Rule: You assume safeguards fail to calculate the unmitigated risk. This justifies why you need the safeguards in the first place.


2. The True Definition: Two Concurrent Causes

According to API Standard 521 (7th Edition, Section 4.2.3), Double Jeopardy refers strictly to the simultaneous occurrence of two independent initiating events.

It applies to the Cause side of the bow-tie, not the Mitigation side. For a scenario to be dismissed as Double Jeopardy, two conditions must be met:

  1. Independence: Event A and Event B have absolutely no process, mechanical, or electrical linkage.

  2. Simultaneity: They happen at the exact same time (or effectively so).

API 521 states:

“The simultaneous occurrence of two or more unrelated causes of overpressure (also known as double or multiple jeopardy) is not a basis for design.”

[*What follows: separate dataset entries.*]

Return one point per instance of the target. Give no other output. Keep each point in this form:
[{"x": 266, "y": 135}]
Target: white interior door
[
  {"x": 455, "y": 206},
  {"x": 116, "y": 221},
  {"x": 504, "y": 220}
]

3. Offshore Examples: Applying the Logic

In an offshore environment (FPSO, Platform), the congested nature of the facility makes the distinction between “Double Jeopardy” and “Common Mode Failure” critical.

Case A: Blocked Discharge + Blowdown

  • Scenario: A vessel is arriving and losses power while its large crane suddenly collapses onto a platofrm

  • Is this Double Jeopardy? YES

Case B: The “True” Double Jeopardy

  • Scenario: The Inlet SDV on Separator A fails closed due to a mechanical latch jamming. At the exact same moment, the Outlet Control Valve on Separator B fails closed due to a stem seizure.

  • Is this Double Jeopardy? YES.

  • Why: These are two independent mechanical failures. The probability of two distinct valves mechanically jamming at the same second is statistically negligible. You generally do not design the flare tip for this overlap.


4. The Workshop Cheat Sheet

To clear the confusion in your next HAZOP or HAZID, use this simple decision matrix:

Scenario Argument Verdict Action
“But we have a PSV and a Trip!” NOT Double Jeopardy Assume they fail. Calculate Unmitigated Risk to verify the SIL rating/PSV sizing is adequate.
“The air failure causes Valve A AND Valve B to trip.” NOT Jeopardy Common Mode Failure. Analyze the simultaneous impact.
Fire Zones – Can a wellhead linked by a bridge and CPP catch fire simultenous  Maybe DOUBLE JEOPARDY Linked Event. Analyze the escalation.
“What if Vessel Fails  AND the unrelated crane collapses?” DOUBLE Jeopardy Dismiss. These are independent causes.

The Bottom Line:

We design for the “bad day” (safeguards failing), but we don’t design for the “impossible day” (two unrelated disasters striking the exact same second). Differentiating between the two is the mark of a true Process Safety expert.